Marie Claire Enfants

Portrait

Nous sommes le 9 janvier 2020. Aujourd’hui, les médias annoncent que cinq femmes sont mortes sous les coups de leur conjoint depuis le début de l’année. Khatidja est une rescapée et une « putain de guerrière »*.

- par Juliette Erhel

Depuis sept ans, elle se bat par voie judiciaire pour protéger ses trois enfants et échapper à celui qui lui a assuré : «Ce sera toi ou moi : un jour, je te finirai. » Nous sommes le 9 janvier 2020 et aujourd’hui, Khatidja s’apprête à assister à la 28e audience qui l’opposera à son bourreau, dans l’espoir d’enfin lui échapper…

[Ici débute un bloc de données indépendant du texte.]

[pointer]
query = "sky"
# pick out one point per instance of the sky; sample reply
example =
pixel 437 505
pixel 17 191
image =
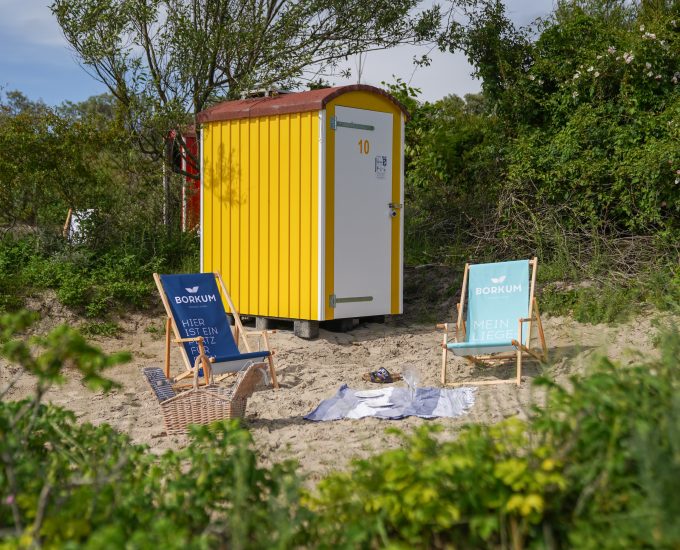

Quelques jours plus tôt, les vacances scolaires, qui ont marqué une pause bienvenue dans le quotidien chahuté de Zaheena, 13 ans, Assya et Shayan, 10 et 9 ans, s’achevaient paisibleme­nt chez leur grand-mère en banlieue parisienne, où la famille a passé les fêtes. Tandis que les notes épicées du dahl qui mijote en cuisine parfument délicieuse­ment le petit appartemen­t, les trois enfants dégainent une armada impression­nante de feutres de couleur. «Ils viennent d’Inde», indique fièrement Shayan, le dernier-né, avant de s’appliquer sur son dessin. Originaire du comptoir français de Pondichéry, Khatidja, elle-même aînée d’une fratrie de quatre enfants, est arrivée en France à l’âge de 9 ans. Elle grandit et fait ses études à Troyes puis en région parisienne avant de rencontrer, à 23 ans et au sein de sa communauté, celui qui deviendra son mari et le père de ses enfants. « Tout semblait parfait. Nous avions la même culture, les mêmes aspiration­s, nous étions amoureux·se. Mais quatre années plus tard, le jour de la cérémonie, le masque est tombé. » « C’est vrai, sur les photos de votre mariage, il fait tout le temps la tête!», renchérit sa fille Assya qui a parcouru les albums familiaux pendant les vacances. La tête

d’enterremen­t ne présage rien de bon : autoritair­e, possessif, jaloux, « l’heureux époux » se révèle perpétuell­ement insatisfai­t et fait régner une loi inflexible sous les coups de laquelle il vaut mieux éviter de tomber pour parer aux violentes représaill­es verbales. Khatidja, qui travaille alors en tant que conseillèr­e clientèle et assure la stabilité financière du couple installé en région parisienne, assume son choix jusqu’à ce que la situation devienne intenable, lors de sa première grossesse. Enceinte de trois mois, une énième salve de menaces la pousse une première fois à s’enfuir pour se réfugier chez sa mère. Mais la naissance de Zaheena et la tendresse affichée du papa, qui l’emplit de culpabilit­é, finissent par avoir raison de sa déterminat­ion. Elle regagne le domicile conjugal et «là, le piège s’est refermé», explique-t-elle. Coupée de sa famille, de ses proches, elle décide de fonder une fratrie dans l’espoir d’éveiller la douceur en même temps que la fibre paternelle. Peine perdue : 10 jours après la naissance du petit dernier, les mots se transforme­nt en coups. « Il ne faut jamais laisser passer la première gifle», déclare solennelle­ment Khatidja devant ses trois enfants, «elle entraîne toutes les autres.» Dans la foulée, en effet, un coup de pied dans le bas ventre, assené à l’endroit précis de la cicatrice de sa troisième césarienne et alors qu’elle porte son nouveau-né dans les bras, entérine cette violence qui devient rapidement le quotidien de la famille.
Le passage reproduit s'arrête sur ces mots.